Do You Really Work Well Under Pressure?


The modern man’s CV is thing of beauty, isn’t it? Among the gems are standard lines like being ‘a team player’, ‘working well under pressure’ and ‘a results-oriented individual’. Quite nice. So, how does this play out in real life? 

The duality of modern man is that he has to be an undertaker during the day and the gentle and innocent father to a three year old beautiful girl at home in the evening.

Life is a balancing act and while we may not be expected to take our work home (taking a body to your house to prepare it for burial would be extreme), we do bring traces of ourselves inside our abodes. 

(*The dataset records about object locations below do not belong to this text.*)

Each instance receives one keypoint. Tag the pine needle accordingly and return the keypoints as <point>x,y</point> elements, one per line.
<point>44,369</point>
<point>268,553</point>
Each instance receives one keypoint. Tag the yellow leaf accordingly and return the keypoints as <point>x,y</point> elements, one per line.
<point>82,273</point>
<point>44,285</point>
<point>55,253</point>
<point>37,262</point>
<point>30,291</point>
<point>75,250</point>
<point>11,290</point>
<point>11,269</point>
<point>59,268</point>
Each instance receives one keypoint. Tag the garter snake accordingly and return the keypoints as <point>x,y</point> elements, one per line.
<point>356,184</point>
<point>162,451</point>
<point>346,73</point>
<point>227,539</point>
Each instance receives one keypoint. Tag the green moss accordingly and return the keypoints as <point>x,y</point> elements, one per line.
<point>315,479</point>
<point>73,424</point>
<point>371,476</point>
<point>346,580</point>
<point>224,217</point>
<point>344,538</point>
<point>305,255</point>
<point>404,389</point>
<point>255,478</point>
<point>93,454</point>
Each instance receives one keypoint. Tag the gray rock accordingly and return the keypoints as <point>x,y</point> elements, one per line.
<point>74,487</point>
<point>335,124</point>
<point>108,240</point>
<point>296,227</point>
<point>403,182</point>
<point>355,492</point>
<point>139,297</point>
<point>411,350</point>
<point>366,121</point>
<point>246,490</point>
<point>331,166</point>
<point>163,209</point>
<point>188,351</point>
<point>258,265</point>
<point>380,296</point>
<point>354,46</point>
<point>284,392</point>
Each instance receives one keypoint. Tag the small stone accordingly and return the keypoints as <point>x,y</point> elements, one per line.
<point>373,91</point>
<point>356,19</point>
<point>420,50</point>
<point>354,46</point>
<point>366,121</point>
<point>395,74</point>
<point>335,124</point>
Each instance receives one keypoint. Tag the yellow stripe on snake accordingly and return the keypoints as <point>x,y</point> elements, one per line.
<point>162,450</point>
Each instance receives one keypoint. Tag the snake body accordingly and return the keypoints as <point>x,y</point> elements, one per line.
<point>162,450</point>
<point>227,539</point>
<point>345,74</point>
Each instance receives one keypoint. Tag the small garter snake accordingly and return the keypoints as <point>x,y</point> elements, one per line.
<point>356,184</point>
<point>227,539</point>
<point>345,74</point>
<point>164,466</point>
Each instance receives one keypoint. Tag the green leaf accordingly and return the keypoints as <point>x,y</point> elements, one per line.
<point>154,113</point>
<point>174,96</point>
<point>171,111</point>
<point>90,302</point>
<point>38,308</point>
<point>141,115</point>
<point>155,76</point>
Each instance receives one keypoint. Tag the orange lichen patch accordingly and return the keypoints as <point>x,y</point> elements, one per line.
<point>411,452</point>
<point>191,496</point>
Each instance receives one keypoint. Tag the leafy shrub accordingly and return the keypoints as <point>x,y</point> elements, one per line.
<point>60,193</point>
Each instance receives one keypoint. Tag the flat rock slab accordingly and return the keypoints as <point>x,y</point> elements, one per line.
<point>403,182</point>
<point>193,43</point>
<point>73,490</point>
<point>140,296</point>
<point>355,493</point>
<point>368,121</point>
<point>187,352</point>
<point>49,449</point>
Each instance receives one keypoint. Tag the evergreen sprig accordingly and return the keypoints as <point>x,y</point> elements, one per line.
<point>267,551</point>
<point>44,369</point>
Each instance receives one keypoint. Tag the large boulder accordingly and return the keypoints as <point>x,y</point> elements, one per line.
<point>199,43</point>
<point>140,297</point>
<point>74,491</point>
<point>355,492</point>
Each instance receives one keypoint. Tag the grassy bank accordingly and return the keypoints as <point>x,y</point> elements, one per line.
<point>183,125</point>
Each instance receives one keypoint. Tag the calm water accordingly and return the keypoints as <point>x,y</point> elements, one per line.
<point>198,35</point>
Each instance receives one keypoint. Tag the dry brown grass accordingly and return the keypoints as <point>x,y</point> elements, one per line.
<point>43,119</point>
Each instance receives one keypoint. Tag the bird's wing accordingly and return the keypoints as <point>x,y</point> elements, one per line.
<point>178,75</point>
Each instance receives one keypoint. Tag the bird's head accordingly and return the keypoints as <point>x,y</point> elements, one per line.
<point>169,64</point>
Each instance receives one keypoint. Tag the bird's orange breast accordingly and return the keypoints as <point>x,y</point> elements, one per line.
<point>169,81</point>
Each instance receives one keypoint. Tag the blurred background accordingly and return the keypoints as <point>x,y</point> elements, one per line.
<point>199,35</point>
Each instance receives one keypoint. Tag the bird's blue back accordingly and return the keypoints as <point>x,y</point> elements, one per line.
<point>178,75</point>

Let’s take your personal anthem, labelling yourself as “quick to learn and execute objectives with minimal supervision.”

Is that why we wait until we’re falling apart to go to the hospital? Why are we poorer versions of ourselves away from the workplace? We all know of a man that’s an efficient, surgical killer in the boardroom but can’t wrap his head around taking his own dinner plate to the kitchen after eating. 

The average man has a glowing CV that would make him look like the ideal husband, father, son or partner if he has the same attributes at home, in a marriage, in his circle of friends or relationships. 

Ultimately, our CVs are not really who we are. 

Why do you “work well under pressure” but cannot manage your temperament with the children when they just want to be children? Or when the wife keeps going in and out of stores at the shopping mall and you have to follow her around with a trolley? 

Because that’s what life is as a man, isn’t it? 

To be constantly challenged by bills, money or the lack of it, aging parents, unresolved childhood traumas, present adult trauma, getting to know our partners, balancing work with adult education, broke landlords and even broker tenants.

You would think we can learn something from ourselves once in a while how we manage to keep a job through sheer hard work, discipline and focus. To be a good colleague that gives and gets in equal measure. 

So why does it all fall apart the moment we close our laptops? 

Because we’re human and our identity is not tied to the work we do but how we do it. It’s in how we can wait for an invoice or salary with patience the same way we give those in our lives the same grace and time. 

You’ll know who you are the day you’re challenged in life to do what your CV says you can do. That’s when you’ll know if you have “critical thinking” during the lows in life.